Keep in mind that we have been exactly at this same point twice before. In 2004, advocates for divestment faced a serious credibility crisis after two years of zero success trying to get colleges and universities to divest from Israel. Had the Presbyterian Church not thrown them a lifeline in ‘04, they might not have lasted past that year and even church support simply put off the ultimate defeat of divestment in 2006 when the Presbyterians gave “the movement” the boot.
Today’s BDS project is simply a third generation photocopy of this earlier effort, one which is barely bothering any longer to recruit major institutions into the fold, sufficing instead with marginal organizations such as food co-ops and community radio stations for supposed momentum-building victories. And even with such limited ambitions, they still lose almost every single time.
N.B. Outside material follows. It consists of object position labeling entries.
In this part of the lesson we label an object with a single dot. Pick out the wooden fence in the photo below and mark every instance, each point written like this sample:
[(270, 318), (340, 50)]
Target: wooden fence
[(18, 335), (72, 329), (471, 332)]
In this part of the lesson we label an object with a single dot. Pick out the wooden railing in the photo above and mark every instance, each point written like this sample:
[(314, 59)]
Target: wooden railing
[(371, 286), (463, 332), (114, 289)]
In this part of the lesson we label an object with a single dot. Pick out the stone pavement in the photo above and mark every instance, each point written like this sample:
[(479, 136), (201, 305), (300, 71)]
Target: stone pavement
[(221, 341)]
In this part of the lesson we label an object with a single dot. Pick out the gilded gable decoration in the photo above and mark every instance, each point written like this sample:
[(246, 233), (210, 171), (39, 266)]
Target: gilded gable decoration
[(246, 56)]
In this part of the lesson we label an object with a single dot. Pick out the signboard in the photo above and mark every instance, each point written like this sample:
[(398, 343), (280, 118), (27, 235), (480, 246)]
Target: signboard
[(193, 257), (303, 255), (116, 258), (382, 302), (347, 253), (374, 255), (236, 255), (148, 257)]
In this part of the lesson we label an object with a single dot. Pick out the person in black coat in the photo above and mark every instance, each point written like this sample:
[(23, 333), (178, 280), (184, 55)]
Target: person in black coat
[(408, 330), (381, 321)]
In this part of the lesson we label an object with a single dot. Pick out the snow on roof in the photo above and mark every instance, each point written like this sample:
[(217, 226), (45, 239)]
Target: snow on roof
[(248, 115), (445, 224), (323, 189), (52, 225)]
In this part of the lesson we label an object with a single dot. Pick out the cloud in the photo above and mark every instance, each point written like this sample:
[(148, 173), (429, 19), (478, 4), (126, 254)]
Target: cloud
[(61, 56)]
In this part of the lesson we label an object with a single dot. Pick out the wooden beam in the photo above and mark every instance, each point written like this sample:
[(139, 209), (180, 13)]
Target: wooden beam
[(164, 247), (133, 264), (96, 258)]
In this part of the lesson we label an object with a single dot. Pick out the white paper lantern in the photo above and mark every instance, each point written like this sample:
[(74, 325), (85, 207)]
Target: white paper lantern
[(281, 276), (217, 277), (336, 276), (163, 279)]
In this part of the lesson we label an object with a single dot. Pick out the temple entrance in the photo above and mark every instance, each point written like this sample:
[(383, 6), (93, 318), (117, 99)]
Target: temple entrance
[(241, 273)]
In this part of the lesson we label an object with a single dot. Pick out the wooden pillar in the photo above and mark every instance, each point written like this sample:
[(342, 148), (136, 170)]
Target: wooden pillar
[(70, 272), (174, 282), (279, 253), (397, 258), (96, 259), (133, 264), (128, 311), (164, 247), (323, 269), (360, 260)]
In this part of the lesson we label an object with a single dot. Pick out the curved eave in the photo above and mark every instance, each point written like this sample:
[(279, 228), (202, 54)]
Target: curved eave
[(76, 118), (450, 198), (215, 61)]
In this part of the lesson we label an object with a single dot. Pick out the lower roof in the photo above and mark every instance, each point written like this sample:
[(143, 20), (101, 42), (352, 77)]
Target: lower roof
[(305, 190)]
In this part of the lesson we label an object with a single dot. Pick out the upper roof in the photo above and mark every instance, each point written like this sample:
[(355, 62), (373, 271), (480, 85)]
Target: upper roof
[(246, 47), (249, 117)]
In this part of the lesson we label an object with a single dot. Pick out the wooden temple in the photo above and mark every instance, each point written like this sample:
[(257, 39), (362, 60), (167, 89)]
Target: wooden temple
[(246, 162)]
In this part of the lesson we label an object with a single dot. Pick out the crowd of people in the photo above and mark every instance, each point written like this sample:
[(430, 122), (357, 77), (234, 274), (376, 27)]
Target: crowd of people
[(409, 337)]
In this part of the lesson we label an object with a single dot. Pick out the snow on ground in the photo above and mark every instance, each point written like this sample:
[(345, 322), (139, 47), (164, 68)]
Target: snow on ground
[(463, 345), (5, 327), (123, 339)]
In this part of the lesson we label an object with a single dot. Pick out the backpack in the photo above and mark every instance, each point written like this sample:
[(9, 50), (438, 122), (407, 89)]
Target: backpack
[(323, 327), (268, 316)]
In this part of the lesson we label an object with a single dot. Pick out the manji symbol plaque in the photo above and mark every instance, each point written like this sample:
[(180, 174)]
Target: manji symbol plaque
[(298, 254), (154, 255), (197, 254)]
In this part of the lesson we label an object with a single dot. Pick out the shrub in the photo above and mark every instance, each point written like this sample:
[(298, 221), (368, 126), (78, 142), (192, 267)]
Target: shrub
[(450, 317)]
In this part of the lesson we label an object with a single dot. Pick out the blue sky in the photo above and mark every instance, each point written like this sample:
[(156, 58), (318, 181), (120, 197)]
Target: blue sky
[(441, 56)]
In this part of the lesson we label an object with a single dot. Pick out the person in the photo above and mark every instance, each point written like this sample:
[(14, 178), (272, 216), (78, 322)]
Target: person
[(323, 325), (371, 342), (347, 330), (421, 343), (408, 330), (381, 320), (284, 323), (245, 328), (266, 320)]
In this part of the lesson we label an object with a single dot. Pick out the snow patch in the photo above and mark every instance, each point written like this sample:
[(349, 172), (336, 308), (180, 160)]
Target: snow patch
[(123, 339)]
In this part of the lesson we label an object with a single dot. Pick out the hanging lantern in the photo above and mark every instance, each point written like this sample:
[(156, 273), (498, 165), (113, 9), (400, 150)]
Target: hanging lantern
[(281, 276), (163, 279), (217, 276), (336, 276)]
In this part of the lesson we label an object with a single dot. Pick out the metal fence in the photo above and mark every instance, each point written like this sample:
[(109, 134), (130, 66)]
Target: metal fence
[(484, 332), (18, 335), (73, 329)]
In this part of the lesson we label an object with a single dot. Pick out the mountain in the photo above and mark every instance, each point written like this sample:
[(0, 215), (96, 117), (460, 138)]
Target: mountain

So a first sign that BDS is on the wane would be a transition to a new tactic or set of tactics, with BDS allowed to quietly fade into the background. To a certain extent, we’re already seeing this with campaigns such as this bizarre set of bus ads which are a throwback to pre-BDS campaigns built around getting US aid to Israel curtailed or eliminated. If the wild, counterproductive excesses of the current BDS advocates continue to turn off more and more people (including anti-Israel partisans interested in winning the public over to their side rather than disgusting them), expect to see this transition to new tactics accelerate over the coming academic year.
Another important sign will be the marginalization of leaders and possible disintegration of organizations who continue to push the BDS agenda regardless of the cost.
Remember that the bulk of pre-2006 BDS activity was led by a now-defunct organization called the Palestinian Solidarity Movement (or PSM), a group that fell to pieces at the peak of its “success.” Without getting to deep into anthropology, anti-Israel political life tends to be built around small, unstable organizations that tend to come together, fall apart, and reform under different names and leaders on an approximate 5-7 year cycle. Paraphrasing a well-known cliché: “Anti-Israel politics ain’t beanbag” and no matter how powerful or prominent a particular leader or organization may be at any given time, there is always someone more fervent and ruthless in the wings ready to infiltrate and/or split a given organization to achieve his or her own ends.
Today, it is Omar Barghouti’s PACBI that seems to be on the ascendant. But there may come a time soon that this group’s inability to achieve anything other than keeping Palestinian civic organizations paying lip service to this cause (with the help of threatening powers like Hamas to keep them in line) may be outweighed by the sheer weight the unpopularity of BDS and its ability to give Israel supporters something easy to rally around and defeat.
So an end to BDS (or, at least, a repeat of the remission it went into between 2006-2009) will likely be accompanies by the diminishment, marginalization or even elimination of PACBI as a major force in Palestinian and general anti-Israel politics.
Back during my early years as an Internet debater, I remember an ally once describing an Israel hater who had lost his umpteenth argument as resembling a crab that bears its claws while walking backwards, digging himself into the sand before disappearing completely. Given that a cornerstone of anti-Israel politics is to never admit error (much less defeat), keep this image in mind as we watch what happens to the BDS movement over the coming months to determine if we have, in fact, beaten back this propaganda project one more time.